Demokratik Kongo Cumhuriyeti ve Mali’yi örnek gösteren Rus bakan, ek yetkinin verilmesiyle ilgili geçmişten gelen deneyimin henüz “karada elde edilen sonuçların, barış gücünün zorunlu operasyonlarda yol açtığı sayısız ölümleri haklı gösterilebileceği” konusunda ikna edici olmadığını söyledi.
Lavrov, “Güç yetkisi, eğer böyle bir opsiyon korunacaksa, en titiz şekilde somut duruma göre ayarlanmalı” diye konuştu.
BM barış gücünün günümüz uygun reform edilmesiyle ilgili tartışmaları memnuniyetle karşıladıklarını kaydeden Lavrov, BM’nin barış misyonları yönündeki faaliyetinin modern uluslararası gerçekliklere adaptasyonu gerektirdiğini de sözlerine ekledi.
‘BM VE AGİT UKRAYNA’DA İŞBİRLİĞİ YAPABİLİR’
Lavrov, şunu söyledi: “BM ve AGİT arasında işbirliği olasılığı var.

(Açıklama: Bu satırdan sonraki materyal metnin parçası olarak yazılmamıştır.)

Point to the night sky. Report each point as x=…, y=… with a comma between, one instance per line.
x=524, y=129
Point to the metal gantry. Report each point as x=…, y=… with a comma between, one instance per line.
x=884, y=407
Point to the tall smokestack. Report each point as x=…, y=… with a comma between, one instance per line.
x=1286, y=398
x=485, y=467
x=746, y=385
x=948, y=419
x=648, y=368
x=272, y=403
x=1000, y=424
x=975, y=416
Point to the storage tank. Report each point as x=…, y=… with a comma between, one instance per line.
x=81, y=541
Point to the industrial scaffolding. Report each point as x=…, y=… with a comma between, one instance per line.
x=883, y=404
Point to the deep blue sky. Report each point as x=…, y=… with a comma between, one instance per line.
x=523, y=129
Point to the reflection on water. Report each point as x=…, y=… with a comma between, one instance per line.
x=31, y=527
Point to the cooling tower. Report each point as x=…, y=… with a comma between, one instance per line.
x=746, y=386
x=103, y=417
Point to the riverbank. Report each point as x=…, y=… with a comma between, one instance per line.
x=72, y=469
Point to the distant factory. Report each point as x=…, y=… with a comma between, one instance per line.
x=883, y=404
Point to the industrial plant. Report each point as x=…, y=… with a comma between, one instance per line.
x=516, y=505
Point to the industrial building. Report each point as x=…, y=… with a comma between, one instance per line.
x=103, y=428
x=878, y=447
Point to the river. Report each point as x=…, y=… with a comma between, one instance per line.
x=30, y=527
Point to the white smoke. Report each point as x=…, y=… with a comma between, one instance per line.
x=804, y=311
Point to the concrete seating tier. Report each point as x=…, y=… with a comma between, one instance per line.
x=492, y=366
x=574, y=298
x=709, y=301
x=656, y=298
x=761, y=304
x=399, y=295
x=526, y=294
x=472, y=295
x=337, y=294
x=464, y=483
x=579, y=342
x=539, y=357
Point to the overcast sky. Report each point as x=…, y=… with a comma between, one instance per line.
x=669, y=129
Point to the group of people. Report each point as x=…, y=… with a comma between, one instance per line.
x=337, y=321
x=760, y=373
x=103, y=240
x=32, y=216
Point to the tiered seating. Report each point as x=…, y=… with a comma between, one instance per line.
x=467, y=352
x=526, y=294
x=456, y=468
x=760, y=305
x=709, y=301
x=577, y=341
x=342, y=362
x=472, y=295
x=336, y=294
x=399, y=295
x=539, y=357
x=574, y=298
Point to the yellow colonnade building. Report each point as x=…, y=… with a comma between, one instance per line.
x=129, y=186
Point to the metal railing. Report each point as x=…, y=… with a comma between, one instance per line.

Rusya’nın, Ukrayna için krizin çözümü için Minsk anlaşmasının tam ve eksiksiz uygulanması amacıyla Ukrayna’nın güneydoğusundaki AGİT Gözlem Misyonu’nu korumak için buraya BM barış gücünü yerleştirme girişimi böyle bir imkanı öngörüyor. Bilindiği gibi Minsk anlaşması, BM Güvenlik Konseyi’nin 2202 sayılı kararıyla onaylanmıştı. Bu anlaşmalardan kaçmak iyi bir şey değil”.
‘RUSYA TERÖRLE MÜCADELE KONUSUNDA AFRİKA ÜLKELERİNE YARDIMCI OLABİLİR’
Militan ve silahın Libya’dan güneydeki Mali, Nijer ve Çad’a akışının Sahra-Sahel bölgesinde sayısız terör tehdidini oluşturduğunu kaydeden Rus bakan, şunu kaydetti: “IŞİD, Boko Haram ve El-Kaide arasında işbirliği kuruldu. Somali’de Eş-Şebab’ın etkinliği azalmıyor”.